The car's wetliner, aluminium cylinder block, six-cylinder 1991 cc engine was the unit first offered by the company in the AC 16, back in 1922. However, by 1947 the engine was fed by three SU carburetors, and boasted a power output of 74 bhp (55.2 kW), increased again in 1951 to 85 bhp (63.4 kW) which was more than twice the 35 bhp (26.1 kW) claimed for engine's original commercial application.
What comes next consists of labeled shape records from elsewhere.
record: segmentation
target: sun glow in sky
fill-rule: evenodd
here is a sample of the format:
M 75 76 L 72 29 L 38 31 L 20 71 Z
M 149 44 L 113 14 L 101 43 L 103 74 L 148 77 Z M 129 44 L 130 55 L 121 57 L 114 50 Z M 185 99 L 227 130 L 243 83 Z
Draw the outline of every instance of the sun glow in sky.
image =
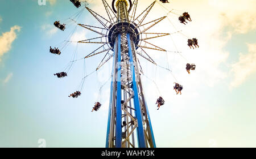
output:
M 101 1 L 88 2 L 107 18 Z M 153 2 L 139 1 L 137 15 Z M 142 76 L 157 147 L 256 147 L 256 1 L 169 2 L 158 1 L 145 22 L 171 11 L 150 30 L 171 35 L 149 41 L 181 53 L 147 53 L 172 73 L 139 59 L 147 77 Z M 104 54 L 86 59 L 85 70 L 84 61 L 77 61 L 67 78 L 59 79 L 53 74 L 73 59 L 76 48 L 75 59 L 97 46 L 71 43 L 60 56 L 49 53 L 49 46 L 65 40 L 95 37 L 80 27 L 69 36 L 75 23 L 67 24 L 65 32 L 53 25 L 80 10 L 68 0 L 48 0 L 46 5 L 37 0 L 0 2 L 0 147 L 37 147 L 39 139 L 48 147 L 105 147 L 112 61 L 86 78 L 82 96 L 73 99 L 68 96 L 77 91 L 84 71 L 95 70 Z M 192 20 L 185 25 L 178 21 L 184 11 Z M 86 10 L 77 22 L 100 26 Z M 193 37 L 200 46 L 195 50 L 187 45 Z M 196 65 L 190 75 L 187 63 Z M 176 81 L 183 85 L 182 95 L 173 90 Z M 159 96 L 166 104 L 156 110 Z M 97 101 L 102 108 L 90 112 Z

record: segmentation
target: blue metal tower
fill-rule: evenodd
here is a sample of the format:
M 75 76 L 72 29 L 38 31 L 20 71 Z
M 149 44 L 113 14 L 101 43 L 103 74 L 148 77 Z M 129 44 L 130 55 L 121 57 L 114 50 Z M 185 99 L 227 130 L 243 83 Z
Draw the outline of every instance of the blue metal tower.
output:
M 113 58 L 106 147 L 156 147 L 141 80 L 142 72 L 137 55 L 156 65 L 143 49 L 166 50 L 146 40 L 170 33 L 151 33 L 147 31 L 166 16 L 143 23 L 156 1 L 137 17 L 138 0 L 133 2 L 131 0 L 113 0 L 112 7 L 105 0 L 102 1 L 108 19 L 88 7 L 85 8 L 102 24 L 102 28 L 79 24 L 101 36 L 78 42 L 102 44 L 85 57 L 107 52 L 96 70 Z M 105 59 L 111 51 L 113 54 Z
M 129 19 L 129 2 L 130 9 L 126 0 L 112 3 L 117 21 L 109 35 L 114 58 L 106 147 L 155 147 L 136 57 L 139 33 Z

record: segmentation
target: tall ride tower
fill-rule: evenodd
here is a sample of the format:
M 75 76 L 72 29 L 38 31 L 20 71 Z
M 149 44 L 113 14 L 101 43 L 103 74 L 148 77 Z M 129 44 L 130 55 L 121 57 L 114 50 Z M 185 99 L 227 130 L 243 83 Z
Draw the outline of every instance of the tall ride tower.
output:
M 117 21 L 108 35 L 114 54 L 106 147 L 152 148 L 156 144 L 136 57 L 140 36 L 129 19 L 129 2 L 112 2 Z

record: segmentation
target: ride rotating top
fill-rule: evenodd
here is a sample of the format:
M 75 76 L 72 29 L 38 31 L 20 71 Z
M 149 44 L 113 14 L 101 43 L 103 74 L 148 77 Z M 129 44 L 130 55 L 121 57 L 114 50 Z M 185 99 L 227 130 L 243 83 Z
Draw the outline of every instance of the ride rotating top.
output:
M 129 21 L 127 2 L 118 0 L 113 3 L 115 1 L 117 22 L 109 35 L 114 49 L 114 67 L 106 147 L 155 147 L 136 57 L 135 46 L 139 35 Z

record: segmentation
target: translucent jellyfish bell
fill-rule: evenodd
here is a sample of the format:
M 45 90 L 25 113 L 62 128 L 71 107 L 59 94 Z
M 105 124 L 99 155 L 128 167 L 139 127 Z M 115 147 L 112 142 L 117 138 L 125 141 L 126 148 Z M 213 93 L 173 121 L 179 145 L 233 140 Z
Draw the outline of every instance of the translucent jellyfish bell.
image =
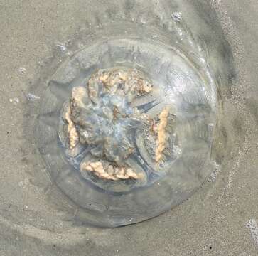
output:
M 163 42 L 147 35 L 96 41 L 48 81 L 38 146 L 80 221 L 115 227 L 155 217 L 212 171 L 216 85 L 176 17 L 168 41 L 162 33 Z

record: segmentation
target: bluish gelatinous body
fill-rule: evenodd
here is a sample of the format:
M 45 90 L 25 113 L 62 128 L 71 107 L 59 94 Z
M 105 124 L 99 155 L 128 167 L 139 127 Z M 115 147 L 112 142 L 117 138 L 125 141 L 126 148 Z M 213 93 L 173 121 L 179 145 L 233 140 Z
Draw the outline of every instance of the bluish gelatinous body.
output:
M 216 84 L 205 51 L 173 17 L 161 41 L 130 36 L 139 28 L 129 24 L 127 37 L 96 41 L 48 82 L 39 146 L 80 221 L 114 227 L 156 216 L 212 171 Z

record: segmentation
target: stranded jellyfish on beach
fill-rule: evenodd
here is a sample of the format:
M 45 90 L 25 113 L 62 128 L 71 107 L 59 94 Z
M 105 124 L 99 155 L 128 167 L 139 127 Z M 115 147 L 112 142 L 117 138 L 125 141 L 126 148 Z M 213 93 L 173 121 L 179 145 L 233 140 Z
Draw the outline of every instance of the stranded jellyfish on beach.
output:
M 72 88 L 60 137 L 68 155 L 89 148 L 79 168 L 85 178 L 123 191 L 147 184 L 176 159 L 174 110 L 157 101 L 158 91 L 142 73 L 119 68 L 100 70 Z
M 37 144 L 80 223 L 116 227 L 155 217 L 213 171 L 215 79 L 183 19 L 173 22 L 173 33 L 160 31 L 156 41 L 154 31 L 137 37 L 127 24 L 134 36 L 118 30 L 97 40 L 48 80 Z

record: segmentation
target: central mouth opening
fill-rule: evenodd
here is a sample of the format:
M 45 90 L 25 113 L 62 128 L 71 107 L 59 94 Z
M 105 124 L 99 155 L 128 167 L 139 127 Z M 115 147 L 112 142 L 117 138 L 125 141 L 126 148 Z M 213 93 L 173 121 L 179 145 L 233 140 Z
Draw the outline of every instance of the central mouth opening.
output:
M 176 113 L 160 106 L 158 90 L 139 70 L 117 67 L 99 70 L 72 88 L 59 137 L 70 161 L 89 149 L 79 164 L 85 179 L 134 187 L 162 175 L 173 156 Z

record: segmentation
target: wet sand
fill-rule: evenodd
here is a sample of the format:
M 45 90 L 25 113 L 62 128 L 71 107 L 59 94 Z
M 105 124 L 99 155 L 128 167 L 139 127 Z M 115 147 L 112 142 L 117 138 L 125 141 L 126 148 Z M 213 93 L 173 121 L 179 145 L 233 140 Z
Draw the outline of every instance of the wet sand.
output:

The aluminium-panelled body on a wood frame was fitted to a conventional steel chassis with rigid axles front and rear with semi-elliptic leaf springs with, for the first time on an AC, hydraulic dampers. Until 1951 the car had a hybrid braking system, hydraulic at the front and cable at the rear with 12 in (305 mm) drums.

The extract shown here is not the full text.